I mean that quite seriously. Yes, we lead users often use GPT 4 because it is there. But when push comes to shove, how many of the use cases for GPT 4 could not easily be done with GPT 3.5? We developed an AllDay-TA for our classes here at Rotman and have found GPT 3.5 to be more than enough for the task and so we have hesitated to do a GPT 4 version simply because of the increasing in potential running costs.

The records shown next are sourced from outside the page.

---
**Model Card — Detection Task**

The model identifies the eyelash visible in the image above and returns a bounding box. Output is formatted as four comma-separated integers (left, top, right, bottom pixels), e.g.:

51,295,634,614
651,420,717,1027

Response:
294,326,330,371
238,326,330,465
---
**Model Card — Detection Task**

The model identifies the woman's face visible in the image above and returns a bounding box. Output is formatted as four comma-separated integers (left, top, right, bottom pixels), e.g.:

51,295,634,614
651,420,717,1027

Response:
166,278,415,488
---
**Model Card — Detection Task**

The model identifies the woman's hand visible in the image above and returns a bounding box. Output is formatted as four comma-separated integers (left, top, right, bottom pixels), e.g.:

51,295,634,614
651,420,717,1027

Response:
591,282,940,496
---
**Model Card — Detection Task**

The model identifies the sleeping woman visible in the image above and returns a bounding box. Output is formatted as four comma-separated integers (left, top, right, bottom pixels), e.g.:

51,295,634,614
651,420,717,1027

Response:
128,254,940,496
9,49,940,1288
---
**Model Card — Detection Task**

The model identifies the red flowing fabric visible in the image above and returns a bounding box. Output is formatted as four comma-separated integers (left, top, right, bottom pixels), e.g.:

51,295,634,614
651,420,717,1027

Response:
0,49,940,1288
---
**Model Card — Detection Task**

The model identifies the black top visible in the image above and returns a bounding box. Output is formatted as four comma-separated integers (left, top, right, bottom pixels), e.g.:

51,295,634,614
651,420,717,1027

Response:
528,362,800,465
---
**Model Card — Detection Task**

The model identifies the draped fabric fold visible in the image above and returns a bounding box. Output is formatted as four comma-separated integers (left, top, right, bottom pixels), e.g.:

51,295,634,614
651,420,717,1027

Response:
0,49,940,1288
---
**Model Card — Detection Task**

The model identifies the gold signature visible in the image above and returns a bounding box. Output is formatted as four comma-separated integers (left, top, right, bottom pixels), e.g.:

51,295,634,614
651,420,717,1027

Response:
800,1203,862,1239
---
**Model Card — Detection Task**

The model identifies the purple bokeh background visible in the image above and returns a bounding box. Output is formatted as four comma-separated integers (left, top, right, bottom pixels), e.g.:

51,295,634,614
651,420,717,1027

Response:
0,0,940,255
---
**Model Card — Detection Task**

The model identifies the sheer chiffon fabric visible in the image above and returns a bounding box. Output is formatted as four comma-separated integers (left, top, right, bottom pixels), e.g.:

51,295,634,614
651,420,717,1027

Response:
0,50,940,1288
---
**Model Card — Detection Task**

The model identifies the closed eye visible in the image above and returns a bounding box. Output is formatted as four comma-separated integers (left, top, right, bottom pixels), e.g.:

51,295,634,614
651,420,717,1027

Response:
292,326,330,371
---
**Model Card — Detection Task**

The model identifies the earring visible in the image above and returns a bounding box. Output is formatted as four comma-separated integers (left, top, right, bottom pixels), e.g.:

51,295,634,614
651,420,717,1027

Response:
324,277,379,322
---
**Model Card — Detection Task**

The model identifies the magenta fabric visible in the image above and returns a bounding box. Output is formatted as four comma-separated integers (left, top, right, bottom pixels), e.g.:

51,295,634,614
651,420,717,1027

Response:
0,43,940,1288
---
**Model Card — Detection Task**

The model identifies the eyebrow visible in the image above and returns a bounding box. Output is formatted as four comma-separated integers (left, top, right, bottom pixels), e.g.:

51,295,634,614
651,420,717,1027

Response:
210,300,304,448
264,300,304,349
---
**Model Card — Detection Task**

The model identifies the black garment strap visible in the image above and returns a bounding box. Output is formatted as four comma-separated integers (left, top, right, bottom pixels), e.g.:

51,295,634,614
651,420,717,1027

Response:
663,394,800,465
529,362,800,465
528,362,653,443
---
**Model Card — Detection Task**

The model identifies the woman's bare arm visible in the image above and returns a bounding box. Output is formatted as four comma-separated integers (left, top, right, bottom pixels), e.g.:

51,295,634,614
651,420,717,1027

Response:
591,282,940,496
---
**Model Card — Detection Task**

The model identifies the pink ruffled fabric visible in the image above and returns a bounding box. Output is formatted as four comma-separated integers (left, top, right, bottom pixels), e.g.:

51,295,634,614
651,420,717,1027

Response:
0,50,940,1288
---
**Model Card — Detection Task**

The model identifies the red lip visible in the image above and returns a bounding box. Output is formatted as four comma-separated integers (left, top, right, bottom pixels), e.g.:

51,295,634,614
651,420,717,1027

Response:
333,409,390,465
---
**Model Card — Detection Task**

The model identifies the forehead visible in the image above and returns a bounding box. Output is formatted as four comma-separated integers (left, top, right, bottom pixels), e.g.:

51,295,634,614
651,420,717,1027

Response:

If we don’t really know what the marginal value of the previous version of the investment was, how could we forecast the marginal version of the next, especially since a scaling law governs it? Users just haven’t had enough time with the current version in order to work out what its real value is and what exactly is missing. Seen in this light, the investment activity in training is all about, “We will work that out later. Right now we are in a race.” My point is that being in a race is fine, but it is better when you know what the prize is.
Principle 3: Invest when there is high “scrap value”
Uncertainty surrounds lots of investments. One way to deal with that if you don’t have enough information upfront is to invest in things you can repurpose. Chips can be repurposed, power cannot. So, there is a red flag right there in training foundational AI models.
But chips are a durable good. That’s good news in that training chips may be used for “inference” (that is, running the AI models thereafter). But I don’t know if those two uses match up. Nor do we know if the marginal costs of that will be too high or if people will want to run these models in the cloud. (For instance, Apple are betting on specialised Neural Engine chips on every device to handle that.). What is likely, therefore, is the chips are going to be manufactured and deployed in training, and then there will be a glut of them. All this adds up to considerable doubts about their scrap value.
Summary
People are very enthusiastic about compute. They want more of it. I have even heard talk of making it a publicly owned good so everyone can have some compute and so have power in some post-scarcity economic paradise.
But this is the time for me to wear my economist’s dismal badge on my sleeve and point out that some of the big numbers people are throwing about do not appear to have a good business case for them. To be sure, I am saying the case isn’t there to do this right now. That is not to deny that it wouldn’t make sense as part of a slower pace of investment for the future.
Oh yeah, that Australian broadband proposal. The Australian government actually did what I suggested but they ended up doing it slowly and in cahoots with the monopolist I was trying to avoid and it ended up costing a ton more as a result without delivering the promised value to consumers. I wanted quick action. They wanted a quick announcement.
My point remains: it is time to take a breath and enjoy and build on what we currently have.